The rest of the trip consisted of balcony cigarettes, pool swings, fantastic meals, and a trip to Seminyak. Then, having my fill of silence and warm weather, I made my way back to Connecticut, back to cohabiting with severe and heart breaking displays of mental illness and senior abuse, coaching and consoling my parents until, one day in spring, my mother had decided that she had had enough. I was staying at a family friend’s house, my broken foot casted and propped when I’d heard that my eldest sister had been, as always, hysterically screaming in broad daylight for one reason or another, and had attempted to take my mother’s car for another careless drive. My mother grabbed for the keys, wrenching them out of my sister’s hand. My sister had immediately collapsed to the sidewalk, in front of god and everyone, scratching that my mother was hitting her, abusing her, and was trying to murder her.

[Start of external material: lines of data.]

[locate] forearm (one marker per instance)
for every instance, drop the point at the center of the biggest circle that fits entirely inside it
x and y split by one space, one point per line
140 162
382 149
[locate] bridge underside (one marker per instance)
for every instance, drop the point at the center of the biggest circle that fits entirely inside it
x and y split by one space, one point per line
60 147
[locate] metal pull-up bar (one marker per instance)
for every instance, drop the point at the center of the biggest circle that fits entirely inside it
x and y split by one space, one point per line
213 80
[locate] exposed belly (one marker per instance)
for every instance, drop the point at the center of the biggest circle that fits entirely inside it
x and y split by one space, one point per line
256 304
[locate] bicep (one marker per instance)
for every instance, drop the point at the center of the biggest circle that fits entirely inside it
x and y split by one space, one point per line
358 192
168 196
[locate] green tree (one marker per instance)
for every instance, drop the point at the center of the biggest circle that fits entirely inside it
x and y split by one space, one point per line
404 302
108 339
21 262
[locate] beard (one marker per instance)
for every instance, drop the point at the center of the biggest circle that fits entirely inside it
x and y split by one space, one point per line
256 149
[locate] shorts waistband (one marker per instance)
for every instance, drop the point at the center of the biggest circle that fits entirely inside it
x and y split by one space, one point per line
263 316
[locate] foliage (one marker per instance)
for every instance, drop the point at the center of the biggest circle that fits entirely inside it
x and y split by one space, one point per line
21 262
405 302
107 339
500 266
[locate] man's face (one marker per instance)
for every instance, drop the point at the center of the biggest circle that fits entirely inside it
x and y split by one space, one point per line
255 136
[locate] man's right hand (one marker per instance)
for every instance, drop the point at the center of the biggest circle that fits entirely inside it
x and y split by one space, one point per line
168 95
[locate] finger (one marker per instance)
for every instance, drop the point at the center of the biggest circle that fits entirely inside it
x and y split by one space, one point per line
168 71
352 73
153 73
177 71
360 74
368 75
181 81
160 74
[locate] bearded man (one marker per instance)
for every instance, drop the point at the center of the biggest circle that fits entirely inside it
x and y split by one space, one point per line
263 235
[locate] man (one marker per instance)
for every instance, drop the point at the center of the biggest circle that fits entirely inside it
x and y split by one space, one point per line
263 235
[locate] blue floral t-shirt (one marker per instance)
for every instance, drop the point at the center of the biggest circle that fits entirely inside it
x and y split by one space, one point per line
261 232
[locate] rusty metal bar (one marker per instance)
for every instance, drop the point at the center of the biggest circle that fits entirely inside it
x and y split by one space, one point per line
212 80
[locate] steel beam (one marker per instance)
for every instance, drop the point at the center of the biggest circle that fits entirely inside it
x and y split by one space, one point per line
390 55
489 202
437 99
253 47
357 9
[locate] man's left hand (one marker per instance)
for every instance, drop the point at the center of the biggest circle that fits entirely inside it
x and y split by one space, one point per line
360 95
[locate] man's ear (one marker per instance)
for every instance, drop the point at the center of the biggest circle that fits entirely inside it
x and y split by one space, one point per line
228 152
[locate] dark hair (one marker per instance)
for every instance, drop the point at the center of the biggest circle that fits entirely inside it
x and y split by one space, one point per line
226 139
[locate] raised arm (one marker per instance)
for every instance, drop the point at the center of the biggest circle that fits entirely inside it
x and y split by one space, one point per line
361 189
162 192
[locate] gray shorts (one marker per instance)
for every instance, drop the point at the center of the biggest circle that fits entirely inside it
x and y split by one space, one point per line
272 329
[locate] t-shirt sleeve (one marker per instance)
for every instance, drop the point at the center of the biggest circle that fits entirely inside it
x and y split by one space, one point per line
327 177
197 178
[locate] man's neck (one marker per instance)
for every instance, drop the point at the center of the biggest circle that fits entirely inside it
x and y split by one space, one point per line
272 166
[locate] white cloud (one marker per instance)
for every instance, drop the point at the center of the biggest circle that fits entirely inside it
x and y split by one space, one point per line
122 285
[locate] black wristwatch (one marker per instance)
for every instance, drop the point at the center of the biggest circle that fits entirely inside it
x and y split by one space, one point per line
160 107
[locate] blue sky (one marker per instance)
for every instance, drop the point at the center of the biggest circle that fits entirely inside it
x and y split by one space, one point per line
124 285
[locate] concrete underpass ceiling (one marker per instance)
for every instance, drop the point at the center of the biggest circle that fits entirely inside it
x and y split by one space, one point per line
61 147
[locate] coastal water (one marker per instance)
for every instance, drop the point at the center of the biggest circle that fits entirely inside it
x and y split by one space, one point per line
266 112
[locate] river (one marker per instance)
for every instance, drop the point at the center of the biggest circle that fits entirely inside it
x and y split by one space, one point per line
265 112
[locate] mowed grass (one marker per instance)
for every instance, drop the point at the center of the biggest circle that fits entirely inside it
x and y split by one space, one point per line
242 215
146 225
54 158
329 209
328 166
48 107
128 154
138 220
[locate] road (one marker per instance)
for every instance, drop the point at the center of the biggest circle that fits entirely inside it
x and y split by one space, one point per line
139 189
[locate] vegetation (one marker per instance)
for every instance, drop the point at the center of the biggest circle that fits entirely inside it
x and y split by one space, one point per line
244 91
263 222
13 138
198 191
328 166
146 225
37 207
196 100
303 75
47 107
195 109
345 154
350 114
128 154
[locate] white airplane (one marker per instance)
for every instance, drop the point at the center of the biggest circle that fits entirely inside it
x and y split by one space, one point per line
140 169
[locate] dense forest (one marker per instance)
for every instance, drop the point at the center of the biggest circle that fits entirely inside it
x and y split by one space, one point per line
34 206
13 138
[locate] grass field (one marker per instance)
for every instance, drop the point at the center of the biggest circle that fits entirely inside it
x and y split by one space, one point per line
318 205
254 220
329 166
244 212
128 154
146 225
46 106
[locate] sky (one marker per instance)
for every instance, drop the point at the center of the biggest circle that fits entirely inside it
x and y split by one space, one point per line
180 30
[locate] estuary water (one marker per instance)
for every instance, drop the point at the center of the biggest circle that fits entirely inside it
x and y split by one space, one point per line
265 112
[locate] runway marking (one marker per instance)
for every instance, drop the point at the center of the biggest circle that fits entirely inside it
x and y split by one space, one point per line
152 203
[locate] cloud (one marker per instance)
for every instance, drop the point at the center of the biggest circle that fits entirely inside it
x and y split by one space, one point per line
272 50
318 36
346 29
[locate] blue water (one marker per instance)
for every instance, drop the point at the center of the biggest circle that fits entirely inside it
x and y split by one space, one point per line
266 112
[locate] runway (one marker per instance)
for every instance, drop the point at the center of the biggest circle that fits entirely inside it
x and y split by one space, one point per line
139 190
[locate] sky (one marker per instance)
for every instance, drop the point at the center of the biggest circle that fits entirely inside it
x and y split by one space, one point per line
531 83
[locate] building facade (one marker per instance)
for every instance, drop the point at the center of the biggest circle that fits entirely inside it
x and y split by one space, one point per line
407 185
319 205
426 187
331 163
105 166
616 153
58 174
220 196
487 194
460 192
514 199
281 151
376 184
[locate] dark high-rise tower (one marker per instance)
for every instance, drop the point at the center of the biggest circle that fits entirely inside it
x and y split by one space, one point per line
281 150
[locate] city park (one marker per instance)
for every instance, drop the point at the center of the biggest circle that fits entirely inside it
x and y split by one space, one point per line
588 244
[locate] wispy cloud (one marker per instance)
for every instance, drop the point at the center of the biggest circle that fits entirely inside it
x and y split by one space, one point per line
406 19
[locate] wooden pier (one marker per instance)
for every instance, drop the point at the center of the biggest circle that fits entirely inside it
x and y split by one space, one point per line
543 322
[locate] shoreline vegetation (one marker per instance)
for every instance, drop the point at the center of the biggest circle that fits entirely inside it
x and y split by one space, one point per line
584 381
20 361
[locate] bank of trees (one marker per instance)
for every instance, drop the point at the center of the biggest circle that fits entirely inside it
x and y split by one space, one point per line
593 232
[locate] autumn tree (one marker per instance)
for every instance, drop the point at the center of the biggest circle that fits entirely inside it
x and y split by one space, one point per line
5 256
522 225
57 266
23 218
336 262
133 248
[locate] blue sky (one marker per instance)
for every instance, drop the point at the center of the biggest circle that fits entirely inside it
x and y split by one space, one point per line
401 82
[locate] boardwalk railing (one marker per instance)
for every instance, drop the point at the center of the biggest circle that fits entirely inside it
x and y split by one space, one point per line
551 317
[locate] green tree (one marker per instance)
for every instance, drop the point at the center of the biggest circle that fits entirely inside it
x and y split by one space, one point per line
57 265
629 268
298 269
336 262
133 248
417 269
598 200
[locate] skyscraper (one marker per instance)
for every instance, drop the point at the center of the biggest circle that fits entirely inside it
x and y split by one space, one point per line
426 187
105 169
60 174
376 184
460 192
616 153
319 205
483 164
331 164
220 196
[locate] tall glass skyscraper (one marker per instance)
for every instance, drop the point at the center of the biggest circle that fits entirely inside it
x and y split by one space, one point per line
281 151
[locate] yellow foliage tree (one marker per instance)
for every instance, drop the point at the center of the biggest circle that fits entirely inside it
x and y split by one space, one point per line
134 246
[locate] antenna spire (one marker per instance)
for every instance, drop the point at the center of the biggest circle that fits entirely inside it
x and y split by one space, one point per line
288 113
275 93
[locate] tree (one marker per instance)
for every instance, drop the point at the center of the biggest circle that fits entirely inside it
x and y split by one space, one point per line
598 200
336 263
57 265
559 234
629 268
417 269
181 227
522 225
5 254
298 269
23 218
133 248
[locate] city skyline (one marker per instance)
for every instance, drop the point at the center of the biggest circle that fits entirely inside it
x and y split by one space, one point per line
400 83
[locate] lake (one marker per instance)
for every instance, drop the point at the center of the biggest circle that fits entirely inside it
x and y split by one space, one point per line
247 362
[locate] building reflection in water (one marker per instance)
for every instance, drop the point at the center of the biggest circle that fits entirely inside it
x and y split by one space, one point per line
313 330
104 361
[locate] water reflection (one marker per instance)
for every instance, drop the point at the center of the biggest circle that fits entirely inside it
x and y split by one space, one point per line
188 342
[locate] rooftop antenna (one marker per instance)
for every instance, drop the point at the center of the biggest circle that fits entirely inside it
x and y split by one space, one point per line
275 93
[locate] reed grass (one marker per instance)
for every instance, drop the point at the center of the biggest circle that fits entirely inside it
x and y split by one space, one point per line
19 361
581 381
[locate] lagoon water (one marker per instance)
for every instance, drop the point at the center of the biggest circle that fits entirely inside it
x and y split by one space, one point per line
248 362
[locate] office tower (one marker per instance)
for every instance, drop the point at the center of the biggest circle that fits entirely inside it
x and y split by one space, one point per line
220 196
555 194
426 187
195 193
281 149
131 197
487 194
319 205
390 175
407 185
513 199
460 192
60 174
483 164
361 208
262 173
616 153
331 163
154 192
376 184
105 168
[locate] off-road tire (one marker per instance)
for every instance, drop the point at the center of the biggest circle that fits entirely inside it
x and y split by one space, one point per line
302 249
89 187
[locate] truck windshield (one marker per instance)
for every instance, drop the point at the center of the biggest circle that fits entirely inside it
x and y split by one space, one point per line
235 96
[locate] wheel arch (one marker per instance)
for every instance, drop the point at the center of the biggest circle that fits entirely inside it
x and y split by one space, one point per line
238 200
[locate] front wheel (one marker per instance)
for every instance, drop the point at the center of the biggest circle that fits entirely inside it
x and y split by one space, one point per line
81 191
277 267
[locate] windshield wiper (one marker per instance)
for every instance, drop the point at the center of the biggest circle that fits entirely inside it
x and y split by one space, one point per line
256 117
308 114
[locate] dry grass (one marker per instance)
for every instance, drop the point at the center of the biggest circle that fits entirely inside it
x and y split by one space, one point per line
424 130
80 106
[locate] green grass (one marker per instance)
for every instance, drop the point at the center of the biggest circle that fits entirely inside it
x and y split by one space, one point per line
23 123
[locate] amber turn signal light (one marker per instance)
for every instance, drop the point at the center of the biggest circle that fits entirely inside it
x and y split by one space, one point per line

The police were called. My sisters arms were inspected. And my father filed a report ensuring she would never be allowed inside the family house again. She packed her bags and moved in with my grandfather and has been living off of him ever since.
I kept the shaman’s prayer beads, the teas and incense. Instead of using the holy man’s sound advice or taking Brody words as anything more than an added detail to a strange story, I closed off to the world for a while after moving in to New York City and nursed my anger and contempt. It felt safe and familiar, a cocoon of contempt that kept me safe and rationalized anything that was to happen to me. I stayed that way, bitter, for one too many years until I woke up one morning and decided that I didn’t want to be angry anymore.
The other day, far from Bali, New York, and my childhood home, I lit one of the incense sticks the shaman had given me back when I was 24 and placed it on my terrace in Rome. I sat, watching it ash, breathing in that musty, familiar scent, and began listing all of the people that I was determined to forgive, finding that same, all too familiar hurt well up when it came to forgiving myself.